O correto era reinaugurar a unidade de saúde pedindo desculpas públicas e oficiais aos mais de 50 mil usuários do Sistema SUS, que buscaram por todo esse longo período de atraso na reforma, atendimentos de Pré-natal/Parto e Nascimento, Radiografia, Radiografia com Contraste, Angiografia, Mamografia, Tomografia Computadorizada, Densitometria Óssea, Ressonância Magnética, Ultrassonografia, Medicina Nuclear, Pré-natal/Parto e Nascimento, Agentes Comunitários de Saúde, Tratamento da Tuberculose, conforme informações da CEBES, e não foram atendidos em sua plenitude. Foi uma espera sem fim, marcada pelo desespero daqueles que não têm a quem pedir socorro. Não teve outra saída senão esperar.
Na Unidade Básica de Saúde Júlia Magalhães, as obras se iniciaram em 2 de agosto de 2022, com previsão de entrega para 4 meses, precisamente em dezembro de 2022, o que não foi cumprido.
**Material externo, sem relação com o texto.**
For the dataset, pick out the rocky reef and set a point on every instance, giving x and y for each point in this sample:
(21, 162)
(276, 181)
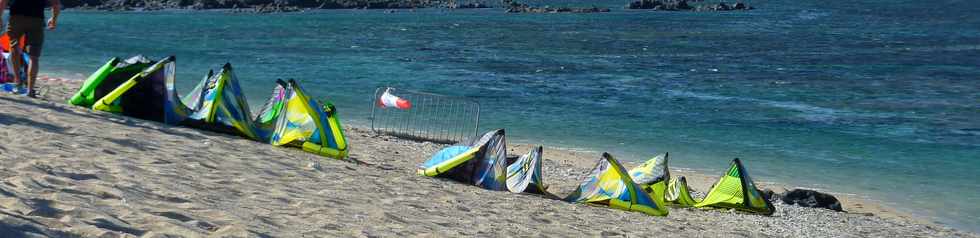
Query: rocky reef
(685, 5)
(260, 5)
(516, 7)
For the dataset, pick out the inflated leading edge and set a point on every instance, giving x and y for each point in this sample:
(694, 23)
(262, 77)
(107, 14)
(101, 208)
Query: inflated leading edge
(141, 88)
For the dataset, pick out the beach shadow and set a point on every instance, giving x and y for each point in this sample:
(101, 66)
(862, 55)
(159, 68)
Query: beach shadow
(22, 230)
(12, 119)
(122, 120)
(108, 225)
(6, 194)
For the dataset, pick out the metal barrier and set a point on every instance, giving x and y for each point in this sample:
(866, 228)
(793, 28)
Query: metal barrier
(428, 116)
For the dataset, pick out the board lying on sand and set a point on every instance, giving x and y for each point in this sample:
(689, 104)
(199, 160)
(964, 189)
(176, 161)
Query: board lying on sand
(610, 184)
(481, 162)
(144, 89)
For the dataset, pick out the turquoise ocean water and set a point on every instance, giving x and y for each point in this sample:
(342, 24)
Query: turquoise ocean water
(875, 98)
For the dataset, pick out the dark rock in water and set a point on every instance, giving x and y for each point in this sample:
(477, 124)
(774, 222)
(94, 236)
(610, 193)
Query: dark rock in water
(810, 198)
(768, 194)
(515, 7)
(661, 5)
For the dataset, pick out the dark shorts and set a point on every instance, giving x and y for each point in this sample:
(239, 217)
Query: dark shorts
(32, 27)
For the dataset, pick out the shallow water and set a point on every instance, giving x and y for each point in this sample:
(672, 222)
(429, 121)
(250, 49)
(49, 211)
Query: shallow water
(866, 97)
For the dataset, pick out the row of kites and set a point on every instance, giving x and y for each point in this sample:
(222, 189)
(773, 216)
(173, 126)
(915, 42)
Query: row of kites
(647, 188)
(145, 89)
(142, 88)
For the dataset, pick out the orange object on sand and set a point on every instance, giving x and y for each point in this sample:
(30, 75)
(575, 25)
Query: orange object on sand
(5, 42)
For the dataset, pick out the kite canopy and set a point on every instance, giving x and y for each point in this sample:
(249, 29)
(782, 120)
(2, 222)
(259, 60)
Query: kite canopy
(610, 184)
(301, 121)
(144, 89)
(217, 103)
(480, 162)
(679, 193)
(652, 176)
(736, 190)
(524, 175)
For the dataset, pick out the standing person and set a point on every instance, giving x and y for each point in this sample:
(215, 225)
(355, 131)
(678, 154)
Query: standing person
(27, 19)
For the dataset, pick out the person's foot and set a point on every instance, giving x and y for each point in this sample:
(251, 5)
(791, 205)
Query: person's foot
(30, 93)
(8, 87)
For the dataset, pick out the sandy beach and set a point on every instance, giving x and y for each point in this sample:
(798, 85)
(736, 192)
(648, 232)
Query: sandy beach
(69, 171)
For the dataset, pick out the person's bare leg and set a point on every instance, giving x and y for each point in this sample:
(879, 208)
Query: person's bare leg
(32, 74)
(16, 60)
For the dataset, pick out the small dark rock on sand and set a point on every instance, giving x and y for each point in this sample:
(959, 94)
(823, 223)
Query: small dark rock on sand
(810, 198)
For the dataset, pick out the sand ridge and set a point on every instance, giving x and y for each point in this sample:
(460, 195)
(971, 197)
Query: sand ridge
(69, 171)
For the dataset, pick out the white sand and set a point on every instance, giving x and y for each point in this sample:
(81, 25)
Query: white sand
(67, 171)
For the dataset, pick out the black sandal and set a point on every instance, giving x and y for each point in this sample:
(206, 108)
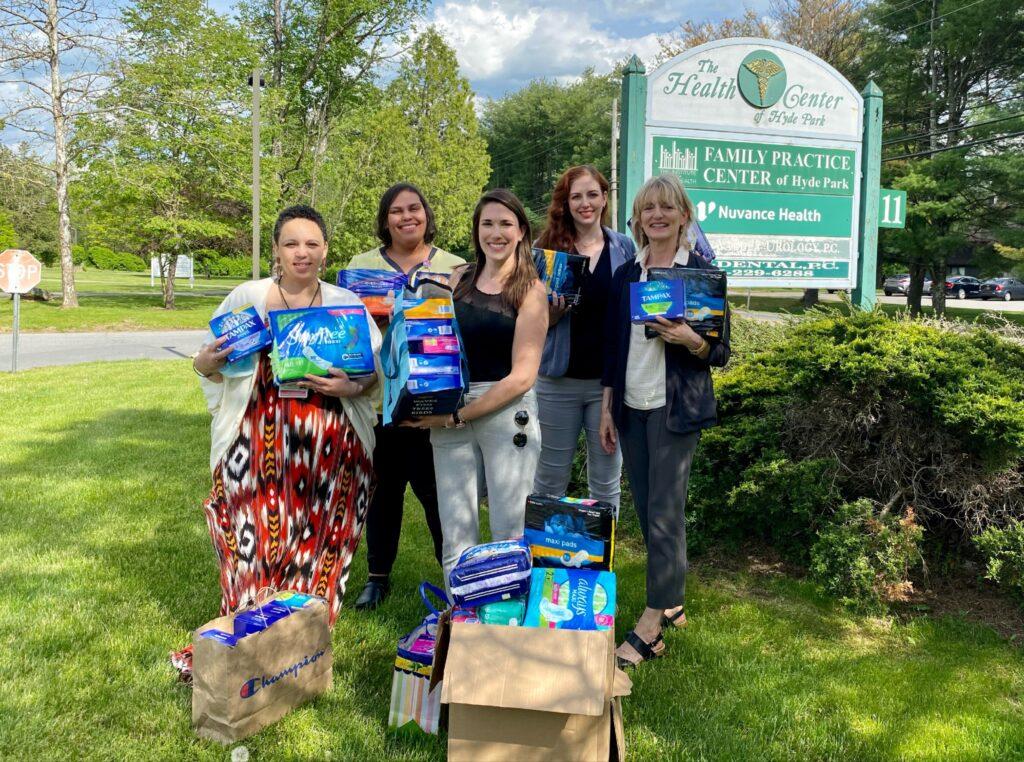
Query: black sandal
(644, 649)
(676, 620)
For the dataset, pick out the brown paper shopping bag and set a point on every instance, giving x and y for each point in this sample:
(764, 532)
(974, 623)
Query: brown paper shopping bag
(239, 689)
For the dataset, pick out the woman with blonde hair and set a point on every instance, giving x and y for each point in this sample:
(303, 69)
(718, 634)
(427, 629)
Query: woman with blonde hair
(657, 398)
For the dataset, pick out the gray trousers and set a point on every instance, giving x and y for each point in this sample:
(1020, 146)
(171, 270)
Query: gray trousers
(482, 453)
(568, 405)
(657, 462)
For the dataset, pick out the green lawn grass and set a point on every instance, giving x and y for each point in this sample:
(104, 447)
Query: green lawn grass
(107, 565)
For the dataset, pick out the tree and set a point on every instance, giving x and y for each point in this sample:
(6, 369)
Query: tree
(947, 69)
(450, 156)
(536, 133)
(52, 52)
(169, 161)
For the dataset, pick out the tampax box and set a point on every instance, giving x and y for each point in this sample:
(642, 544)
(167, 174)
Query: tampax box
(562, 272)
(377, 288)
(314, 339)
(526, 693)
(247, 334)
(705, 296)
(578, 533)
(651, 299)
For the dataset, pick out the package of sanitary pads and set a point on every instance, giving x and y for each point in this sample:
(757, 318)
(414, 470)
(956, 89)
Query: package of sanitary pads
(570, 532)
(315, 339)
(705, 292)
(562, 272)
(571, 599)
(650, 299)
(246, 331)
(377, 288)
(491, 572)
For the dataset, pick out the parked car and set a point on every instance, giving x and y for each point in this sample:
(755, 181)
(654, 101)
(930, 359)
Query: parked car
(1007, 289)
(963, 286)
(896, 285)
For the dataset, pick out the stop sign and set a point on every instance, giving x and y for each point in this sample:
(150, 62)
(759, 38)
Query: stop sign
(19, 271)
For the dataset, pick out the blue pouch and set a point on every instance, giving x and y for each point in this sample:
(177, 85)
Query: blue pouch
(571, 599)
(491, 572)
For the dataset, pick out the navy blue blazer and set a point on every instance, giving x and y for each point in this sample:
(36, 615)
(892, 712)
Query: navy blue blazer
(689, 395)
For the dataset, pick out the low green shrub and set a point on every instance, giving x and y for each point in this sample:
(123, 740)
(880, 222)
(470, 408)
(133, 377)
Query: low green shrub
(108, 259)
(863, 556)
(1003, 549)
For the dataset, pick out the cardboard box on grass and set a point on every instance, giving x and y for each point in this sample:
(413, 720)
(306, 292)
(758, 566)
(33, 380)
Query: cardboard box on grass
(239, 690)
(529, 693)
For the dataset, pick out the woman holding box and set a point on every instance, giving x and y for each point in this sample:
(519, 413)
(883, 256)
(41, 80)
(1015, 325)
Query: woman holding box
(502, 311)
(568, 389)
(402, 457)
(292, 469)
(657, 398)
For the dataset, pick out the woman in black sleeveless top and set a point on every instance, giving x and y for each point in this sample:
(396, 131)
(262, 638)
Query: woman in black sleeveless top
(502, 310)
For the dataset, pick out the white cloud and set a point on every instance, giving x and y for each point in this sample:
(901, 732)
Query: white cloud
(501, 46)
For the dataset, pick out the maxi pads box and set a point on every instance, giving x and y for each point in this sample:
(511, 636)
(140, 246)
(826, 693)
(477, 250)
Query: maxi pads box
(524, 693)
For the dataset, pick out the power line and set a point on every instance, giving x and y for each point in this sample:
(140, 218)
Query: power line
(912, 138)
(980, 141)
(930, 19)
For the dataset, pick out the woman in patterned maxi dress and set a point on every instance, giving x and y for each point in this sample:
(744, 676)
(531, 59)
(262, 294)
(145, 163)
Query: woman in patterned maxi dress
(292, 471)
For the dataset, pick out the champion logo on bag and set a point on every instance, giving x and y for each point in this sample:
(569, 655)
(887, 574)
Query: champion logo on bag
(252, 685)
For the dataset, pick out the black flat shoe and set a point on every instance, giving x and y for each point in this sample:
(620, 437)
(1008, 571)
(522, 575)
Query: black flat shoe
(373, 594)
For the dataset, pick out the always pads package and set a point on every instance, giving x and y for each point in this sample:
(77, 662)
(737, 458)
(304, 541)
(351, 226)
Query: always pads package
(705, 296)
(491, 572)
(246, 332)
(376, 288)
(651, 299)
(576, 533)
(571, 599)
(315, 339)
(561, 272)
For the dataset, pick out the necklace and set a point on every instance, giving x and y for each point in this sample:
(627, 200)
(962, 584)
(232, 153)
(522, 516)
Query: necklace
(289, 306)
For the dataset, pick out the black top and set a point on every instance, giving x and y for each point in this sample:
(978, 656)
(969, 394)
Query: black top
(689, 395)
(587, 334)
(487, 327)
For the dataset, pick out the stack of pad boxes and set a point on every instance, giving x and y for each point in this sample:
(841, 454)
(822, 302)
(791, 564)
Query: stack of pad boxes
(545, 685)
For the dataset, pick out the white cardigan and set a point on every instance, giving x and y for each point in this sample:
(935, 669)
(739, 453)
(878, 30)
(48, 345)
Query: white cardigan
(227, 400)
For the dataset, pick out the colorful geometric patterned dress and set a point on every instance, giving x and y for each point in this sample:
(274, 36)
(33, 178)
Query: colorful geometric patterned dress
(289, 500)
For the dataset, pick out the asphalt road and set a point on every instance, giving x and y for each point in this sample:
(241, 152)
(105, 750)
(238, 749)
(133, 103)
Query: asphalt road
(38, 349)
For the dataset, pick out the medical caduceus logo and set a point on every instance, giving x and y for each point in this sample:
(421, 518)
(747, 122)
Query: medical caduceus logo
(761, 79)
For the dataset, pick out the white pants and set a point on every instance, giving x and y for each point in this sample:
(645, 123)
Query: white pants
(568, 405)
(483, 453)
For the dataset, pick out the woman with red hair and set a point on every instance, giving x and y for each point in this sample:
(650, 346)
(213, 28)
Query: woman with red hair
(568, 389)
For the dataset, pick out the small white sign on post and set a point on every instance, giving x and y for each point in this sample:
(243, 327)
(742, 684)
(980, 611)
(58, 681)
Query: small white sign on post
(19, 273)
(183, 268)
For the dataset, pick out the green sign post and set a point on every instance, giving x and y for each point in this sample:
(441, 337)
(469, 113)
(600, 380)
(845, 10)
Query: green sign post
(774, 150)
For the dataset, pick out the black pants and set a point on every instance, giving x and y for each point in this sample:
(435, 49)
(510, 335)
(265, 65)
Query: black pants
(657, 462)
(401, 457)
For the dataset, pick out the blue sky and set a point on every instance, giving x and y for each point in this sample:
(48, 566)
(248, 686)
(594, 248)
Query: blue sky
(503, 45)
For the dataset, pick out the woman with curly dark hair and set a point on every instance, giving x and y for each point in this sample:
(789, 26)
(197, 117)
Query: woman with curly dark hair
(568, 389)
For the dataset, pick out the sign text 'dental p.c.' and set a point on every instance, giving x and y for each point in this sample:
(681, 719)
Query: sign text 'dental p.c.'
(767, 140)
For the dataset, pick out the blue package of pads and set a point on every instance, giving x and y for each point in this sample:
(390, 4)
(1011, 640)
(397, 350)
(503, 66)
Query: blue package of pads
(650, 299)
(314, 339)
(491, 572)
(571, 599)
(247, 334)
(579, 533)
(433, 365)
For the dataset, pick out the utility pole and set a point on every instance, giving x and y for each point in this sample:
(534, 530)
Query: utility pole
(614, 164)
(256, 82)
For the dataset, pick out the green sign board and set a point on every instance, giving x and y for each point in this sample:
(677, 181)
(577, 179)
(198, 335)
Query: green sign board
(892, 208)
(772, 214)
(732, 165)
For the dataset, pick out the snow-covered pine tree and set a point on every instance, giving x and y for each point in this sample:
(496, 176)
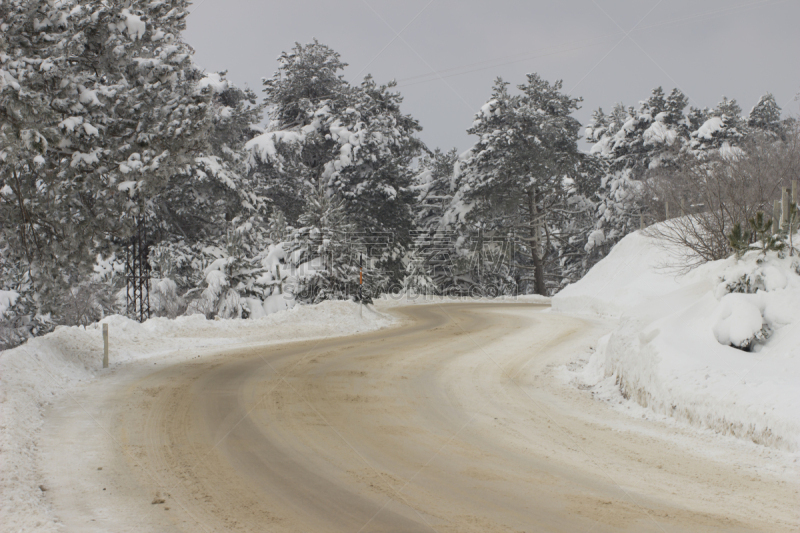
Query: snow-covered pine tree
(99, 110)
(516, 175)
(352, 140)
(766, 116)
(325, 250)
(723, 127)
(631, 145)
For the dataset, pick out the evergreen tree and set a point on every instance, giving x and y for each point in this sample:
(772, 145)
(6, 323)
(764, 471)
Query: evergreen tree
(99, 109)
(766, 116)
(353, 141)
(515, 177)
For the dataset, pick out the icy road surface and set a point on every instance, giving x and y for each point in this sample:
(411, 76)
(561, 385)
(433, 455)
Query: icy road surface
(455, 421)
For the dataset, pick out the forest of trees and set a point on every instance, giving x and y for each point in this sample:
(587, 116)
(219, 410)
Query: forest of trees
(107, 124)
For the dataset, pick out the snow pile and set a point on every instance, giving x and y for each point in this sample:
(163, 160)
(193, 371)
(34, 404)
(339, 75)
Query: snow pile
(45, 369)
(412, 297)
(718, 348)
(7, 300)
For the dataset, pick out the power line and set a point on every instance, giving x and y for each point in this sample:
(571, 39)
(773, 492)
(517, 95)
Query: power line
(558, 49)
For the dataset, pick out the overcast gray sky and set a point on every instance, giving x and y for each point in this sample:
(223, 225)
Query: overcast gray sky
(445, 54)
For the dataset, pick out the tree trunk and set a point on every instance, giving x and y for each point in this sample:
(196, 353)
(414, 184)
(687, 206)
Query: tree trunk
(536, 252)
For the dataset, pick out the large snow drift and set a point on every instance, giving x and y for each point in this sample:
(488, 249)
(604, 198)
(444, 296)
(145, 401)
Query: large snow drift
(718, 347)
(46, 369)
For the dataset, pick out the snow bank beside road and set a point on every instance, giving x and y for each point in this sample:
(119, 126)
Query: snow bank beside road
(46, 369)
(672, 351)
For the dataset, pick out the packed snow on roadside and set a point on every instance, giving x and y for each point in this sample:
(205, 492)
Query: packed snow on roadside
(411, 297)
(718, 347)
(46, 369)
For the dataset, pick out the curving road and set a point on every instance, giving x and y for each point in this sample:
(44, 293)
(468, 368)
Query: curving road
(455, 421)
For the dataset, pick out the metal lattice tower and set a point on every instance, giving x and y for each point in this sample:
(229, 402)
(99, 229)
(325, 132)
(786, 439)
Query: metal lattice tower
(137, 274)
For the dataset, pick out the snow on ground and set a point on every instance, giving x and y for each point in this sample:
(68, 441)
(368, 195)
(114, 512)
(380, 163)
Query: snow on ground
(45, 369)
(675, 351)
(386, 301)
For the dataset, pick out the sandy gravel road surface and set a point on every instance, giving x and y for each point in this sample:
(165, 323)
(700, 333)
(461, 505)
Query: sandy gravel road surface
(455, 421)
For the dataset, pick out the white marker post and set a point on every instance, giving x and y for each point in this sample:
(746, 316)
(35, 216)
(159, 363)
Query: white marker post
(105, 345)
(360, 285)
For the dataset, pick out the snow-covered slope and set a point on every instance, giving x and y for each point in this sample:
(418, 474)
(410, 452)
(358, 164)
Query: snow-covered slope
(46, 369)
(673, 350)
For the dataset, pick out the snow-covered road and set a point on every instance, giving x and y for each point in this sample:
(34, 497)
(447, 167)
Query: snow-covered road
(456, 420)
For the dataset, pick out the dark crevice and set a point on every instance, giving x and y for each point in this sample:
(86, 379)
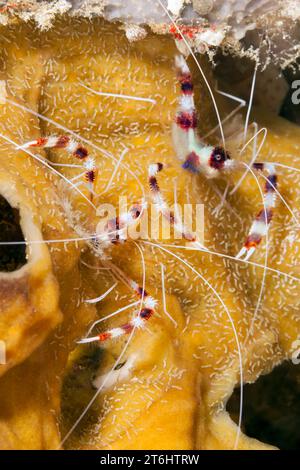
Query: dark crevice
(12, 257)
(271, 410)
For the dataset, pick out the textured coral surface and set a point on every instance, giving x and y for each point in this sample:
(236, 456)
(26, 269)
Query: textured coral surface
(175, 377)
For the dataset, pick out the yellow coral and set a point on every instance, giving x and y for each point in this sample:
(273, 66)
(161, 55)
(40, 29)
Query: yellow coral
(172, 391)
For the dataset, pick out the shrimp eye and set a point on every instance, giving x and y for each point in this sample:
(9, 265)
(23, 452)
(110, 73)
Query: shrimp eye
(218, 157)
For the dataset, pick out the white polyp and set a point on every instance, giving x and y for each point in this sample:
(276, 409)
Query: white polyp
(270, 200)
(72, 146)
(250, 253)
(26, 145)
(260, 227)
(116, 332)
(89, 164)
(50, 142)
(101, 297)
(186, 102)
(138, 322)
(153, 169)
(150, 302)
(88, 340)
(181, 64)
(241, 253)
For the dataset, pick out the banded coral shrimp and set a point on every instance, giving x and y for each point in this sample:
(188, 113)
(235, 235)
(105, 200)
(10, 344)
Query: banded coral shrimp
(210, 320)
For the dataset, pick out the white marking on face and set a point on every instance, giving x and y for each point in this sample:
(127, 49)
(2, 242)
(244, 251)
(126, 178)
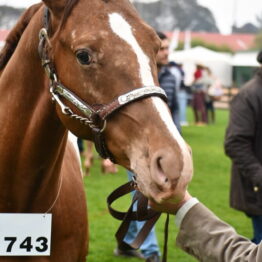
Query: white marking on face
(162, 109)
(123, 29)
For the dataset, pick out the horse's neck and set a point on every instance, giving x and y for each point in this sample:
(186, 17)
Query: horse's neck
(32, 139)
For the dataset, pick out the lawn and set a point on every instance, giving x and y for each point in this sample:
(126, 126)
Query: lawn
(210, 185)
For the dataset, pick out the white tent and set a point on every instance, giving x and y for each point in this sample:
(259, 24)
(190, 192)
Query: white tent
(219, 63)
(245, 59)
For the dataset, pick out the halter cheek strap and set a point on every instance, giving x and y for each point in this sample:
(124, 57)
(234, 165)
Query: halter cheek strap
(93, 116)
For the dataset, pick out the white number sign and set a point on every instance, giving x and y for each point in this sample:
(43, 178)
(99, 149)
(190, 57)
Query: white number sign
(25, 234)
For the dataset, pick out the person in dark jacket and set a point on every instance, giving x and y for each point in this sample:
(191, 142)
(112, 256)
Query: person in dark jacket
(167, 80)
(243, 144)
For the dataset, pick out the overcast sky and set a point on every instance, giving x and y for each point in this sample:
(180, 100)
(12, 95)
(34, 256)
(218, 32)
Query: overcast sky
(225, 11)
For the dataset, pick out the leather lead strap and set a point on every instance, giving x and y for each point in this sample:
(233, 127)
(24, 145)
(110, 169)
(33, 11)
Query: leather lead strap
(142, 214)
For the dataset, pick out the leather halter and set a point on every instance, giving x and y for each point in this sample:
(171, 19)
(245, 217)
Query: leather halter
(96, 120)
(94, 117)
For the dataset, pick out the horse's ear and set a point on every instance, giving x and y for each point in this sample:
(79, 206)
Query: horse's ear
(55, 6)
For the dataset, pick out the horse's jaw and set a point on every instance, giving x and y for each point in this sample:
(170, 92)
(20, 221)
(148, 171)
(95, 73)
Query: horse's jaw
(162, 161)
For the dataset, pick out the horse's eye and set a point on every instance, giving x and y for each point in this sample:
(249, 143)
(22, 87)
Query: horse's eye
(83, 57)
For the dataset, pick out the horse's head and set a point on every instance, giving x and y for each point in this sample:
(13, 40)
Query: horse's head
(101, 49)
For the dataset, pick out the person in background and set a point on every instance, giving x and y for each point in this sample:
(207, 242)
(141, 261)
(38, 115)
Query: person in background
(243, 144)
(150, 249)
(198, 100)
(167, 79)
(214, 92)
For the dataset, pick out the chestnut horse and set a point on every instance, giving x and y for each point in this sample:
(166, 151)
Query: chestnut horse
(101, 84)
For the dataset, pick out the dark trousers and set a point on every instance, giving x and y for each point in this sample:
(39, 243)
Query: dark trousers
(257, 227)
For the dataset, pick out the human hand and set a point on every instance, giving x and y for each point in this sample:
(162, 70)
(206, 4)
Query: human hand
(170, 207)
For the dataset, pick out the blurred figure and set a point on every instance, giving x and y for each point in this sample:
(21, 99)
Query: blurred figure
(181, 89)
(167, 80)
(198, 100)
(243, 144)
(213, 93)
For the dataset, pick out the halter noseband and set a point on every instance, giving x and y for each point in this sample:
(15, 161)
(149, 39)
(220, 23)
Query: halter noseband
(93, 117)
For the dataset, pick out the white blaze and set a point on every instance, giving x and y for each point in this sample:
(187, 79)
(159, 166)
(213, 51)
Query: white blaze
(123, 29)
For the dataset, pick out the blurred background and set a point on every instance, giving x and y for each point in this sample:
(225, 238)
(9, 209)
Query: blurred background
(223, 35)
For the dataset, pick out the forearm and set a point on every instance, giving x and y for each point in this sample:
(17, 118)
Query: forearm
(209, 239)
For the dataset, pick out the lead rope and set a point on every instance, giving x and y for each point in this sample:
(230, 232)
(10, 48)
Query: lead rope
(142, 214)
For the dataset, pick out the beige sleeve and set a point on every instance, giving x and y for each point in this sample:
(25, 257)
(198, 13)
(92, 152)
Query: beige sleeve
(206, 237)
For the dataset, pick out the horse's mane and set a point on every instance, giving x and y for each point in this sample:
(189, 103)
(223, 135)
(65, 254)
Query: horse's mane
(15, 35)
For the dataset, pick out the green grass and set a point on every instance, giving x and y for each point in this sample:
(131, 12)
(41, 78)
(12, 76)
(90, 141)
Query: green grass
(210, 185)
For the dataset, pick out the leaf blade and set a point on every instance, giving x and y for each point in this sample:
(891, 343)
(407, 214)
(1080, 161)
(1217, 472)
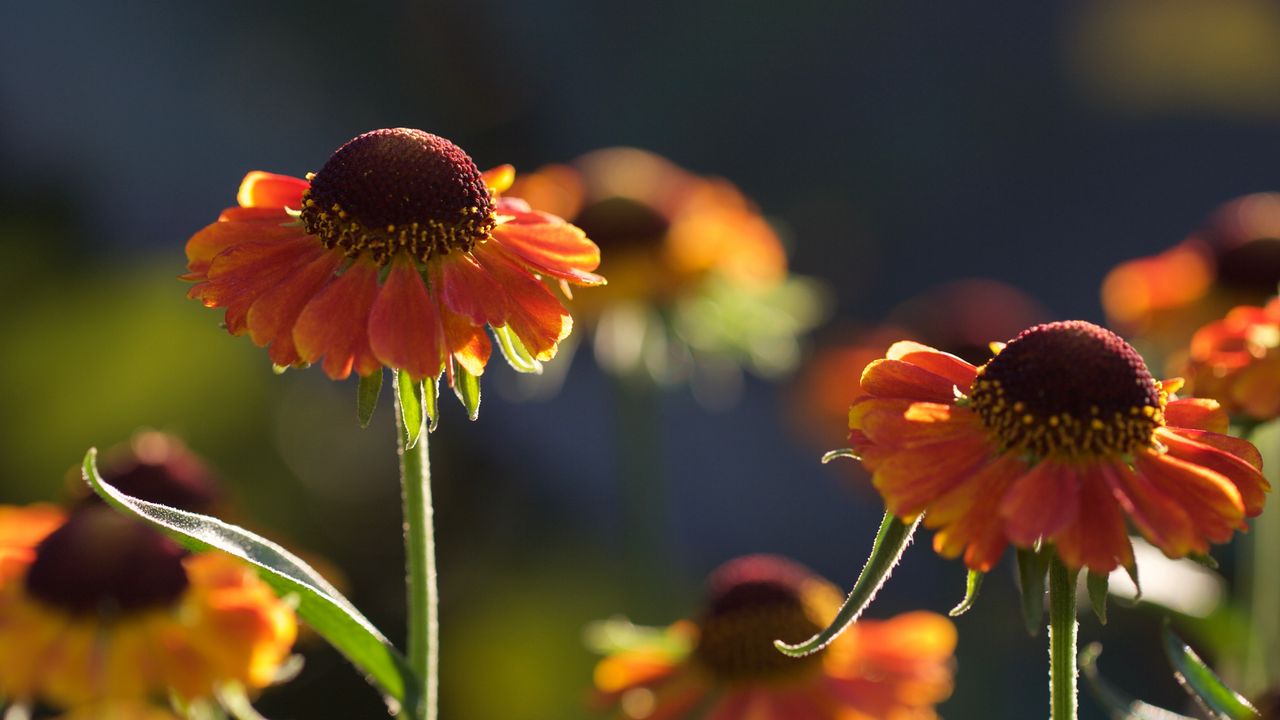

Em razão dessa reforma, a prefeitura alugou uma residência para o funcionamento provisório da USB Júlia Magalhães, sem qualquer condição de atendimento, pagando R$ 4.400,00/mês, segundo o presidente do Conselho Municipal de Saúde, Celso Argolo.
Olhando para trás, de fato, não era para ter nenhuma expressão de festa e de comemoração na reabertura da Unidade Básica de Saúde, Júlia Magalhães. Um expressivo pedido de desculpas, de cada um que fez uso da palavra, talvez ainda seria pouco diante do sofrimento e humilhação que aquela gente foi submetida.